Consider this your clean slate. The Canvas Mono is a Direct Box/Line Isolator designed to remove any resistance between you and your audience by giving a pristine sonic foundation to build your masterpiece upon. From houses of worship to the dive bar downtown, Canvas Mono is built to be the performance tool that goes wherever you are making your music.

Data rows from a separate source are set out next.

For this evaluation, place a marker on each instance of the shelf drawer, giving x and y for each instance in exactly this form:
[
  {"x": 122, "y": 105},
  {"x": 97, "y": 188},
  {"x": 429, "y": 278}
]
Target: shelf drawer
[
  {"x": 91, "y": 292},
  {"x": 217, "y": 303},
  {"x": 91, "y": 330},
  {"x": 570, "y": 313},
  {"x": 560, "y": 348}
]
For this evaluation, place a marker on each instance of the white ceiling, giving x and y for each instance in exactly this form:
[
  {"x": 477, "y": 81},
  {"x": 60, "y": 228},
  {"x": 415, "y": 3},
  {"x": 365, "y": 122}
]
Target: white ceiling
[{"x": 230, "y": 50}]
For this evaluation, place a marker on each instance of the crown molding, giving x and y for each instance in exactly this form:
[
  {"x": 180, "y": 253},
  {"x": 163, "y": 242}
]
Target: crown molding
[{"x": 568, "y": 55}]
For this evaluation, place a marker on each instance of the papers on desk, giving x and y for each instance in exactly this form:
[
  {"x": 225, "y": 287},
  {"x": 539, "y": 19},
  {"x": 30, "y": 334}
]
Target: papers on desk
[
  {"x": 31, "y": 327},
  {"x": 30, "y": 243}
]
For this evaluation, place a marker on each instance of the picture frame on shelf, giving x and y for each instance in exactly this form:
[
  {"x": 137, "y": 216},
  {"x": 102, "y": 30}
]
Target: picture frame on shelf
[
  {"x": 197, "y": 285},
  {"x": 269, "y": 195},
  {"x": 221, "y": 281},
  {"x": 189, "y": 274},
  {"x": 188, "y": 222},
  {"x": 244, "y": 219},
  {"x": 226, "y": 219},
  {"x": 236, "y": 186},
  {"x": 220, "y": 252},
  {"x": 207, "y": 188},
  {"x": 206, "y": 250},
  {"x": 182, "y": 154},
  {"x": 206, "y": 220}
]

Canvas Mono is a Passive Line Isolator (LI) and Direct Injection (DI) device that converts your unbalanced signal into a balanced signal for interfacing properly with your recording interface or mixer at front-of-house. If you’re using an amp-in-a-box (DSP Guitar Rig), like our ACS1, or running an acoustic or bass guitar direct, then the Canvas Mono is your new bridge to the front-of-house. The Canvas Mono packs everything you need from a DI/LI into a standard pedal-sized enclosure designed to look great right on top of your board.
Direct Injection:
Use DI mode when connecting an unbalanced, high impedance source (Electric Guitar, Bass Guitar, etc). The signal will be reduced by -20dB (-35dB with pad engaged) and converted to a balanced signal via the transformer connected to the XLR output. Use the gain on your mixer or preamp to bring the signal up to line level.
Line Isolator:
Use LI mode when connecting your unbalanced, low impedance source (Amp + Cab Sim like the ACS1, keys, etc.). The signal will remain full volume and be converted to a balanced signal via the transformer connected to the XLR output. Less preamp gain will be required in LI mode.
DI or LI?
When deciding between DI or LI, check with the manufacturer of your gear to find the output impedance of the device you are wanting to interface with. For a general guide:
High Impedance = anything above 1k = Use DI
Low Impedance = less than 1k = Use LI
Troubleshooting:
This is a passive device, so you will not damage anything if connected improperly, but it could affect the signal level and frequency response if not connected properly. This is an easy thing to test since the LI/DI switch is built into Canvas. If you lose high-frequency information when using LI mode, then you should probably be in DI mode.